朴素贝叶斯之MapReduce版
Posted 余音丶未散
tags:
篇首语:本文由小常识网(cha138.com)小编为大家整理,主要介绍了朴素贝叶斯之MapReduce版相关的知识,希望对你有一定的参考价值。
1,统计词出现的次数
1/计算类别的先验概率
*输入格式:类别+文档id+文档词(切分成A,b,c)
*输出格式:类别+文档出现次数+文档出现的词的总数
2/计算每个词的条件概率
*输入格式:类别+文档id+文档词(切分成A,b,c)
*输出格式:类别+词+词的总数
3/假设二分类问题-计算概率值
* 1类别+文档出现次数+文档出现的词的总数
* 2类别+词+词的总数
* 3类别+词+log(词的总数/文档出现的词的总数),类别-log(文档出现次数/sum(文档出现次数))
* 输入格式:类别+词+词的总数
* 输出格式:"词","类别+log()值概率"+1,2+类别的先验概率
* 4/假设二分类问题-测试
* 1类别+文档出现次数+文档出现的词的总数
* 2类别+词+词的总数
* 3类别+词+log(词的总数/文档出现的词的总数),类别-log(文档出现次数/sum(文档出现次数))
*输入格式:新文档id+文档词(切分成A,b,c)
*输出格式:新文档id+类别
这个版本基本写了MapReduce的朴素贝叶斯思路--具体优化和修改以后再弄
Python版实现
http://blog.csdn.net/q383700092/article/details/51773364
R语言版调用函数
http://blog.csdn.net/q383700092/article/details/51774069
MapReduce简化实现版
http://blog.csdn.net/q383700092/article/details/51778765
spark版
后续添加
Bayes1
package com.ml.mapreduce;
import java.io.IOException;
import org.apache.hadoop.conf.Configuration;
import org.apache.hadoop.conf.Configured;
import org.apache.hadoop.fs.Path;
import org.apache.hadoop.io.IntWritable;
import org.apache.hadoop.io.LongWritable;
import org.apache.hadoop.io.Text;
import org.apache.hadoop.mapreduce.Job;
import org.apache.hadoop.mapreduce.Mapper;
import org.apache.hadoop.mapreduce.Reducer;
import org.apache.hadoop.mapreduce.Reducer.Context;
import org.apache.hadoop.mapreduce.lib.input.FileInputFormat;
import org.apache.hadoop.mapreduce.lib.input.TextInputFormat;
import org.apache.hadoop.mapreduce.lib.output.FileOutputFormat;
import org.apache.hadoop.mapreduce.lib.output.TextOutputFormat;
import org.apache.hadoop.util.Tool;
import org.apache.hadoop.util.ToolRunner;
/**
* 1/计算类别的先验概率
* 汇总到dict1.txt
*输入格式:类别+文档id+文档词(切分成A,b,c)
*输出格式:类别+文档出现次数+文档出现的词的总数
*/
public class Bayes1 extends Configured implements Tool {
public static enum Counter {
PARSER_ERR
}
public static class MyMap extends Mapper<LongWritable, Text, Text, Text> {
private Text mykey = new Text();// 类别id
private Text myval = new Text();// 文档id+文档长度
protected void map(LongWritable key, Text value, Context context)
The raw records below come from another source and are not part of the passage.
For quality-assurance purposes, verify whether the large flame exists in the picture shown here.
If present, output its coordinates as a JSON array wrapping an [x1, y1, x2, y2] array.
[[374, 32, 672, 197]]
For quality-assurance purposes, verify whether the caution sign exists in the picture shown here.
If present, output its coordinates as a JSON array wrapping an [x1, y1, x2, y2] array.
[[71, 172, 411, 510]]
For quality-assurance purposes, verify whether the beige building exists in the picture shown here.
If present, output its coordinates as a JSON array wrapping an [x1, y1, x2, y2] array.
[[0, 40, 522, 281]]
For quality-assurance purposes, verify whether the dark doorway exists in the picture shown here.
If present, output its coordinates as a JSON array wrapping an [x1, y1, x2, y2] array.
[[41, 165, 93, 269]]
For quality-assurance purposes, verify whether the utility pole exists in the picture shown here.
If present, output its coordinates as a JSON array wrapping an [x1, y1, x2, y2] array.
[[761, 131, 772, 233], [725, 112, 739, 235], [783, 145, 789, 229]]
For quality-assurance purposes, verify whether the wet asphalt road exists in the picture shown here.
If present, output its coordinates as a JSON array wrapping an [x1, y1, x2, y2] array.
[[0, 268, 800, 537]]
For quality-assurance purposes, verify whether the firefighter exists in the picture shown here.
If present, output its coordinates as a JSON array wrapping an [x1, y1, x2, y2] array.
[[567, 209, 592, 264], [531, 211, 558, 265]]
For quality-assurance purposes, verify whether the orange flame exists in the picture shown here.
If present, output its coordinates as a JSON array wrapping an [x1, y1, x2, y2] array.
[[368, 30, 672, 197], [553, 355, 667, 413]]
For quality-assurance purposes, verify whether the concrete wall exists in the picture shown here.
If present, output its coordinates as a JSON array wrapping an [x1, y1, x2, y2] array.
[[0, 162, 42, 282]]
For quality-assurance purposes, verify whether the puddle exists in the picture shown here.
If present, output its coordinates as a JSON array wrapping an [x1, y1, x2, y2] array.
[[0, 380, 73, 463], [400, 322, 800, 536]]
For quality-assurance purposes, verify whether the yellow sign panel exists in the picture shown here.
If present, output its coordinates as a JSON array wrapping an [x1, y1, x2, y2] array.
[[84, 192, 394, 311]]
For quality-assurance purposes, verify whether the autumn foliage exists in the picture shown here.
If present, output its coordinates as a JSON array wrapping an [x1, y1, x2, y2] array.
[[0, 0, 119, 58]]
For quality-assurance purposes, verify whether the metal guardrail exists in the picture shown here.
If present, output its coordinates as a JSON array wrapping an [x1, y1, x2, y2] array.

throws IOException, InterruptedException {
String[] array = value.toString().split(",");
String[] doc=array[2].split("-");
mykey.set(array[0]);
myval.set("1"+","+doc.length);
context.write(mykey, myval);
};
}
public static class MyReduce extends Reducer<Text, Text, Text, Text> {
private Text val = new Text();
protected void reduce(Text key, Iterable<Text> values, Context context)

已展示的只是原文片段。